Billy Justema, well known Monterey designer of modern wallpapers, will take time out for a showing of easel paintings at the C. of P. Rotunda Gallery from June 15 to July 10. These are his first easel pictures since 1940.

Down the coast author Walker Wins-low is warming up on a new book. He and his new wife are recently returned from Santa Fe and are staying at the Murphy house at the Sulphur Baths.
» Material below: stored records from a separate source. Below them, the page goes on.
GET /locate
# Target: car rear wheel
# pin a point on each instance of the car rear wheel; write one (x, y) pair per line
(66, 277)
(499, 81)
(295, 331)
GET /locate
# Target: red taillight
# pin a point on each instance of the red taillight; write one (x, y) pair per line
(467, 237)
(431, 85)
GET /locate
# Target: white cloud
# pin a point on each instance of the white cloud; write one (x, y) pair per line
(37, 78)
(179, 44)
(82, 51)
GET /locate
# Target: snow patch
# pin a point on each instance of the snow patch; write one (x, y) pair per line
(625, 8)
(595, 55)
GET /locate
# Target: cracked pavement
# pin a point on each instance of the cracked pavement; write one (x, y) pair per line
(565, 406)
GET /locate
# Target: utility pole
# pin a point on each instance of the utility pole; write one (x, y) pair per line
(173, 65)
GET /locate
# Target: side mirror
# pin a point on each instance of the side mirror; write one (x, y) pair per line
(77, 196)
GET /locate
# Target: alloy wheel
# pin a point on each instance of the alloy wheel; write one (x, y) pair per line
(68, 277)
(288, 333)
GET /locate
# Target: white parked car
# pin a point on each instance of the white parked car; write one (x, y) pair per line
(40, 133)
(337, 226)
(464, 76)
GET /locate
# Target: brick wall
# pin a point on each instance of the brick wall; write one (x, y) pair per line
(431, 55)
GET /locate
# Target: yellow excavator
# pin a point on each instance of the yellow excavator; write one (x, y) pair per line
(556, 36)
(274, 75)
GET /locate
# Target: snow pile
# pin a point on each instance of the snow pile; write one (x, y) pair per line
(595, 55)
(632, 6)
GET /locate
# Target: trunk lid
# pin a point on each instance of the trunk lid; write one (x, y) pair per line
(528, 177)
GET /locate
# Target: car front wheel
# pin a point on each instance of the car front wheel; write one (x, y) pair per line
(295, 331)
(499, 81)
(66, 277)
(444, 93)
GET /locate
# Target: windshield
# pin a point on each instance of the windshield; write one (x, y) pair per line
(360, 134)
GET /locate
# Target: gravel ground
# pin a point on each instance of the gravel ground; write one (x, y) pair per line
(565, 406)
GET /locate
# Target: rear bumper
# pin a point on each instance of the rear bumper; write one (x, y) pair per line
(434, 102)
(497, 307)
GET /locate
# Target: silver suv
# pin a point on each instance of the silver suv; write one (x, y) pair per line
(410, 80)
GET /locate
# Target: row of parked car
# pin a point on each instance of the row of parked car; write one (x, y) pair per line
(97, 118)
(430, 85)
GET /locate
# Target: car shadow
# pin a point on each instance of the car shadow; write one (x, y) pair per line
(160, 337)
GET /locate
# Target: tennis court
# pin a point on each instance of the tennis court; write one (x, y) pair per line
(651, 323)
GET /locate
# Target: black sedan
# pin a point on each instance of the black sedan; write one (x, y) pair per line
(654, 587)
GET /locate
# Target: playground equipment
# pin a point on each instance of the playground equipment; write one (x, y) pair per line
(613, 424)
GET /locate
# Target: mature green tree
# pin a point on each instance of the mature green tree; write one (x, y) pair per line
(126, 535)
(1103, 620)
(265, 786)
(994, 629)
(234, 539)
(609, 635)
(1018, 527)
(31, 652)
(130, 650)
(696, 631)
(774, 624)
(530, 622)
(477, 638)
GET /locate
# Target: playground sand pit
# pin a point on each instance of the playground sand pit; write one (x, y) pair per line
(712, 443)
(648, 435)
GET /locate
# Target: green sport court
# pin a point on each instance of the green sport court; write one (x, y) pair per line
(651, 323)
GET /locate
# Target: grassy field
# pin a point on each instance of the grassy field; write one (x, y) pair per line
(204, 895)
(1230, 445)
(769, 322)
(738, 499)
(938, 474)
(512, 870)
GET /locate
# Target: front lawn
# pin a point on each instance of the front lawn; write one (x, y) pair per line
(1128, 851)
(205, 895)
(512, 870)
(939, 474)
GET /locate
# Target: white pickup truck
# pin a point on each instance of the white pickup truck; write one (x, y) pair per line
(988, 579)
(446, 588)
Latest news of What's Doing's roving correspondent "tj": Toni- Jackson Ricketts was recently married to Dr. Ben Volcani, biologist and ardent Zionist. They were married in New York and feasted by novelist John Steinbeck for whom Toni has worked as a secretary. Toni, a former editor of this magazine, was given an American visa to enter Palestine as a roving correspondent foe "What's Doing". The British accepted the visa with only one minor restriction: She was required to sign an affidavit promising not to write anything for publication.
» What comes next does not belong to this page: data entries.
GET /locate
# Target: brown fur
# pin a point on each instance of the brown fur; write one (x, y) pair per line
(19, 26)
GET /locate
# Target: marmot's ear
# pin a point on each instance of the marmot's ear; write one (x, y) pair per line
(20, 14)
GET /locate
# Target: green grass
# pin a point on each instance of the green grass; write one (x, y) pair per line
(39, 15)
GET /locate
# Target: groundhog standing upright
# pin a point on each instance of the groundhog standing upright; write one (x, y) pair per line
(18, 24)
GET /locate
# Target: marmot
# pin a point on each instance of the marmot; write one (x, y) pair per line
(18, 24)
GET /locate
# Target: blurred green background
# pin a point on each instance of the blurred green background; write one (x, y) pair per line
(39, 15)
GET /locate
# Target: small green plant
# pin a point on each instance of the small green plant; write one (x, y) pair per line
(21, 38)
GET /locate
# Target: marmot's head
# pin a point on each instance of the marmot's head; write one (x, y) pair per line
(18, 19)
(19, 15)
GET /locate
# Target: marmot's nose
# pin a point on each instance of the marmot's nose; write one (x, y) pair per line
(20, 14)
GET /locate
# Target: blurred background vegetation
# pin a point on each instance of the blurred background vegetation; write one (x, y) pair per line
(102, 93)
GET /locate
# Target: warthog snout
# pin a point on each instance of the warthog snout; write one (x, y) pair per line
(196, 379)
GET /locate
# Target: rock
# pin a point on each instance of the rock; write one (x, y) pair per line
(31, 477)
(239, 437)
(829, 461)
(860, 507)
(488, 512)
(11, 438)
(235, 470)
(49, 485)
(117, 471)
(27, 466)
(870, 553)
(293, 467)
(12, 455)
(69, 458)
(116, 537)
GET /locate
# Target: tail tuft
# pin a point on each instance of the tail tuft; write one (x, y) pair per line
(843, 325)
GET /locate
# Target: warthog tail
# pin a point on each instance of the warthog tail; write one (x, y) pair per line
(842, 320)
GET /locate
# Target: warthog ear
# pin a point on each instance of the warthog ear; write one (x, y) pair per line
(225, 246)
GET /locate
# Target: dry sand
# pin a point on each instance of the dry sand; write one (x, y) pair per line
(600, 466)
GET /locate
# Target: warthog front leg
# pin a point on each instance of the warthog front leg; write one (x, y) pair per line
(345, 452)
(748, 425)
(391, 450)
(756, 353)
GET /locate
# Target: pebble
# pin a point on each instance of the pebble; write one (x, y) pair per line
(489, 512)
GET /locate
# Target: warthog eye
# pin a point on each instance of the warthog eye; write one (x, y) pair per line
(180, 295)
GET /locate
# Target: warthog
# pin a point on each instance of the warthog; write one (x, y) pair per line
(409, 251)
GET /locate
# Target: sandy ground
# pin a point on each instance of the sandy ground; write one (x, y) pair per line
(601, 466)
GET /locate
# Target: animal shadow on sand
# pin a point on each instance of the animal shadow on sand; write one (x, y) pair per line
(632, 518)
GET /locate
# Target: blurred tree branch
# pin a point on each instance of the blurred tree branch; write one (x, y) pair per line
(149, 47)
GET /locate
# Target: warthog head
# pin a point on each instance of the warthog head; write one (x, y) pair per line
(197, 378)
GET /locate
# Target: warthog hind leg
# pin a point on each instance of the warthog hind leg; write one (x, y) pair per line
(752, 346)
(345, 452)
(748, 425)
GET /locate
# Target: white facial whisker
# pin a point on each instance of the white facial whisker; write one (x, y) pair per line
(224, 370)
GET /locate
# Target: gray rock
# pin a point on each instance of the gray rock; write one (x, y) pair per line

HERE AND THERE IN THE ART COLONIES: Artist Sam Harris and his brother Bruce Harris are working with novelist Dave Duncan on his new Raspberry Flat home. George Rhoda designed it, as well as the house going up next door for writer Henry Rink. Wife Peggy Rink elated ever acceptance by Script Magazine of her short story about biological warfare . . . Architectural designer Rowan Maiden of Huckleberry Hill, who studied with Frank Lloyd Wright, is doing the Bill Fassett place down at Big Sur. The big structure will be a sort of metting-house, buffet restaurant, art gallery, square-dance hall etc., etc., and etc. Bill hasn't listed all his plans as yet, but it will be a wonderful project . . . The Hatlos, Jimmy and Eleanor, are gone from Carmel again—this time to N. Y. for the Cartoonists' Convention.